# Pretty cool! Prince Rupert's Drop from "Smarter Every Day"



## Rayshot (Feb 1, 2010)

This is from a guy whose Youtube channel is called; "Smarter Every Day". He primarily does high speed videos (super slo mo) of various subjects. This guy has done some footage with Jorge.


----------



## SuperMonkeySlinger (Jan 28, 2013)

Bravo. Fanstastic. Great. Awesome. Action packed.

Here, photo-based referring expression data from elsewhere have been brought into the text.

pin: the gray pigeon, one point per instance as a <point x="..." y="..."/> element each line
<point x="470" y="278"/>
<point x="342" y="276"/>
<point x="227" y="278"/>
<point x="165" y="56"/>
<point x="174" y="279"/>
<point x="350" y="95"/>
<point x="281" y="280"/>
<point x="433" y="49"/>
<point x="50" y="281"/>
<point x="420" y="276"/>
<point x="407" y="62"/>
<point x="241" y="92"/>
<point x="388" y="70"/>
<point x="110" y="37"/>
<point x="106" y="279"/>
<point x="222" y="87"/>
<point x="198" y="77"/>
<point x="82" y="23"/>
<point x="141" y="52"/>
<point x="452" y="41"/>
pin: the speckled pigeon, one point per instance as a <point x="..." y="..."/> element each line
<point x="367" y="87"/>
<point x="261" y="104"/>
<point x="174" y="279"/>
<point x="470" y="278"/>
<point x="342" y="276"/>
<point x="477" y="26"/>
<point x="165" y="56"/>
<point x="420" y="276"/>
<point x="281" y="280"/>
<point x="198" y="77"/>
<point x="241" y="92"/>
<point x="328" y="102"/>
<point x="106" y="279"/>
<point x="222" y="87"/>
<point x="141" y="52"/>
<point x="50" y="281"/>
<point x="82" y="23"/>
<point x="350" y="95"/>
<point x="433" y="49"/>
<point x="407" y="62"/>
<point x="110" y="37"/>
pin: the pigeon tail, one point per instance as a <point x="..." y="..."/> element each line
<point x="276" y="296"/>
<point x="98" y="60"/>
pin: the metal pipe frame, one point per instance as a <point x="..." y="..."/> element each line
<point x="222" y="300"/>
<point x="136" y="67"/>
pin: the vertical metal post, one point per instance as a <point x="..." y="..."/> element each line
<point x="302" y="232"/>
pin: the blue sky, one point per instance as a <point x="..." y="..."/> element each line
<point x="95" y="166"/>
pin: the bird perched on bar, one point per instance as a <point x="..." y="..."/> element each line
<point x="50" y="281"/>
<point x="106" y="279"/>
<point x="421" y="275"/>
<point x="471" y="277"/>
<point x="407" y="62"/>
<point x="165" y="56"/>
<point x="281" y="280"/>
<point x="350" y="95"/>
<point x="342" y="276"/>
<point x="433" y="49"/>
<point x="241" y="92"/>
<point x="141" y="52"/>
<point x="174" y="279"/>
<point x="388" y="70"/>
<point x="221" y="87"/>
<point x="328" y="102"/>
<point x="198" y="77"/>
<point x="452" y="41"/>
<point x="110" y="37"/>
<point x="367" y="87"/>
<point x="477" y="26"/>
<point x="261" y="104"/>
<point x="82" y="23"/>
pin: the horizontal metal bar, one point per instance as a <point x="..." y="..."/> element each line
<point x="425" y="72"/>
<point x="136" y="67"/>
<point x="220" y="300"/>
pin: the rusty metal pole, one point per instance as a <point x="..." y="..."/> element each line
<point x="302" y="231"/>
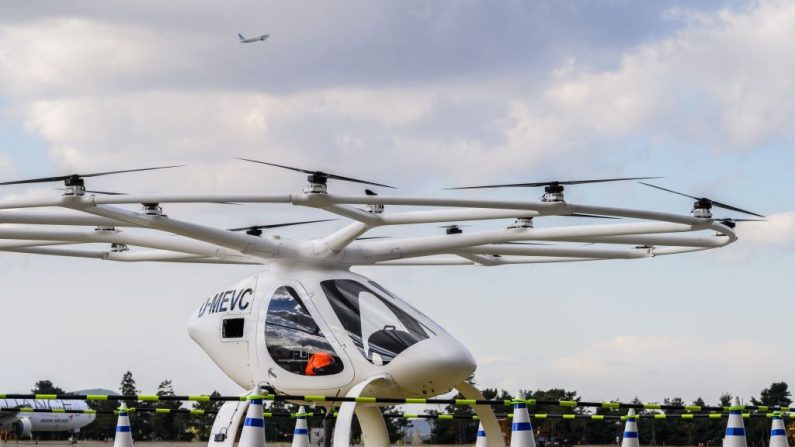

... Am i Forgeting a Word?

SMS


----------



## DaveSteve (May 16, 2012)

Cool. Very interesting!

Thanks for sharing.


----------



## bullseyeben! (Apr 24, 2011)

Man now that's fast! And no shrapnel wounds lol... lucky!


----------



## Beanflip (Sep 11, 2010)

Amazing!


----------



## Knotty (Jan 15, 2013)

Love it! Super cool.


----------



## AZ Stinger (Aug 30, 2012)

Insane, loved it, haha


----------



## Tex-Shooter (Dec 17, 2009)

I wonder how much dust he breaths? -- Tex


----------



## Danny0663 (Mar 15, 2011)

That .. is .. really freak'n cool!


----------



## NightKnight (Dec 16, 2009)

Awesome! Thanks for the link!!


----------



## quarterinmynose (Jan 21, 2012)

dang. That was cool. thanks Ray.


----------



## Dayhiker (Mar 13, 2010)

Cool! B)


----------



## orcrender (Sep 11, 2010)

Great video.


----------



## Joseph (Feb 14, 2013)

Very cool, you should try PeriodicVideos, they're always good.


----------